Abraham Dirk Loman (16 September 1823, The Hague – 17 April 1897, Amsterdam) was a Dutch theologian. He was a professor from 1856 to 1893. In his later period he belonged to the Dutch radical critics.

==Life==
Loman was the son of a minister in the Dutch Lutheran church. He started studying theology in 1840 and became a minister in 1846. In 1856 he became a professor at the Lutheran seminary in Amsterdam. Loman gradually lost his eyesight in the beginning of the 1870s, but continued working. From 1877 he also was a theology professor at the University of Amsterdam until his retirement in 1893. His son Rudolf Loman was Dutch Chess Champion.

==Work==
Loman introduced modern theology in the Dutch Lutheran Church. He taught almost all disciplines of theology, but concentrated after 1867 on the New Testament and early Christian literature. He wrote a book about the Muratorian fragment, but published mostly in journals. His opinions mostly agreed with the Tübingen school. When his colleague Allard Pierson in 1878 denied the authenticity of Galatians, Loman wrote a fierce condemnation.

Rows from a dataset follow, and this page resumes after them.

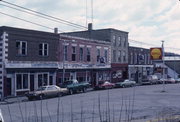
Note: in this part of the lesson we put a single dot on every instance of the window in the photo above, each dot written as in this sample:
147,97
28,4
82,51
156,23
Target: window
119,56
131,58
124,56
42,79
73,53
114,41
119,40
65,53
114,55
88,54
98,55
43,49
22,81
106,55
135,59
21,47
81,54
124,41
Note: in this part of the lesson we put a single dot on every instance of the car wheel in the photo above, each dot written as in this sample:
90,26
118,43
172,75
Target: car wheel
70,91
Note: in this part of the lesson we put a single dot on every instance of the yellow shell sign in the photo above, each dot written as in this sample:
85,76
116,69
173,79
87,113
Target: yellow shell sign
156,53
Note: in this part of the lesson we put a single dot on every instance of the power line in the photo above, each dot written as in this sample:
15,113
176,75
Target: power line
148,44
65,21
27,21
36,15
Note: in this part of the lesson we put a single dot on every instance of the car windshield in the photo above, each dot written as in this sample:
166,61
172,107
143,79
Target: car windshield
41,88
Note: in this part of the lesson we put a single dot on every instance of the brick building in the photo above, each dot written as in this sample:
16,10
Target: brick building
140,64
119,48
30,59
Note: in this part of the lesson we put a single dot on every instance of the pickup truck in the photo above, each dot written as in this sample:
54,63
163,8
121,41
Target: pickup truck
74,86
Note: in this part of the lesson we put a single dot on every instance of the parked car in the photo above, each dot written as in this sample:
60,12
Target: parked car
74,86
1,116
151,79
125,83
46,91
105,85
177,80
170,80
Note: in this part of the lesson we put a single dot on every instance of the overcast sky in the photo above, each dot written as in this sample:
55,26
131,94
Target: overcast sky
148,21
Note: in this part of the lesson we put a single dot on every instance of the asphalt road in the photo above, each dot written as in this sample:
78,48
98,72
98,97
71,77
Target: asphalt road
136,104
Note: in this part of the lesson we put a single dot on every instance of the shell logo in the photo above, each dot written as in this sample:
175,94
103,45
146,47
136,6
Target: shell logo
156,53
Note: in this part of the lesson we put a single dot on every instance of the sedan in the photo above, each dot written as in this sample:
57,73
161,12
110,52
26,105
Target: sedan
46,91
170,80
105,85
125,83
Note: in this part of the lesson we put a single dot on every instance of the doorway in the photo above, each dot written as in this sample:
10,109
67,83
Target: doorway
31,82
9,86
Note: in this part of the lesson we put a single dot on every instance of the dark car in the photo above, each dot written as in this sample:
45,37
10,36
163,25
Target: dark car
74,86
125,83
46,92
105,85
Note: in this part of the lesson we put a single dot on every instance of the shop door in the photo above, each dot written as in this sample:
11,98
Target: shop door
9,86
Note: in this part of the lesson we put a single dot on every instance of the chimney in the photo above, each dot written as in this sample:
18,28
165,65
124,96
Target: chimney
56,30
89,26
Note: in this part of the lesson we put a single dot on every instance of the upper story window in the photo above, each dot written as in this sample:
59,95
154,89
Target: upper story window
21,47
43,49
131,58
106,55
119,56
73,53
98,55
124,56
124,41
114,55
65,52
88,54
22,81
135,58
81,53
114,41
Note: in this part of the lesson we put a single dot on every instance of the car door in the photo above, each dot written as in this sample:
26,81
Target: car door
51,91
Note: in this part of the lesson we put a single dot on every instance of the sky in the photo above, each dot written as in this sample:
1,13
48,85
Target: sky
147,21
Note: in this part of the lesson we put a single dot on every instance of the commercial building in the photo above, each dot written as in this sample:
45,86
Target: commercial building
30,59
140,64
119,48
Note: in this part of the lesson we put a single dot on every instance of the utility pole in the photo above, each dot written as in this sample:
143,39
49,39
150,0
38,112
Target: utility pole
163,66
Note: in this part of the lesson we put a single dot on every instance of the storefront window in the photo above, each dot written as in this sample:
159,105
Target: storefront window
22,81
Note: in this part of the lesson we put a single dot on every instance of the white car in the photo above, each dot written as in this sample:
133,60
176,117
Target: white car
1,117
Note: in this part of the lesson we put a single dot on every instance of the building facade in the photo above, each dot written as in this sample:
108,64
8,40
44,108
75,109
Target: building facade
140,64
30,59
119,49
84,59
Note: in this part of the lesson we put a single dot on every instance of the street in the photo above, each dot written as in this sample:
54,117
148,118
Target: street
135,104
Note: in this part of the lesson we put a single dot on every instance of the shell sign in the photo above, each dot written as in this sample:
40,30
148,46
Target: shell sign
156,53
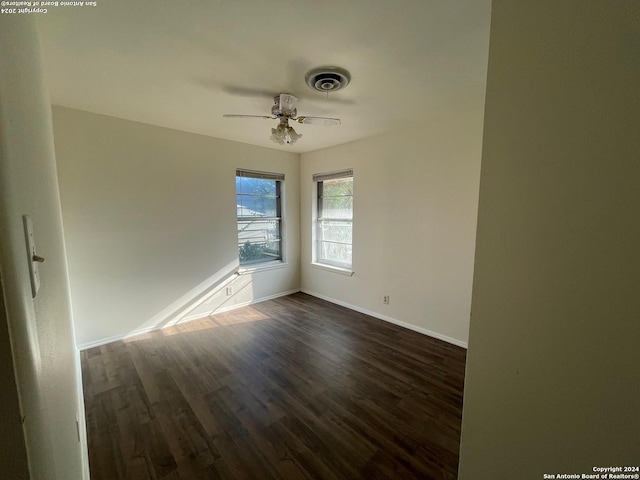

But after 1880 his views changed. He was an advocate of the Christ myth theory and caused great consternation by a public lecture on 13 December 1881 in the building of the Vrije Gemeente where he stated that Jesus is not a figure of history and that all we know about him is second-century fiction. In his Quaestiones Paulinae (1882, 1883, 1886) he abandoned Pauline authorship of Galatians. His arguments were that the Pauline epistles are not quoted by Justin Martyr and that the first datable references are by Marcion.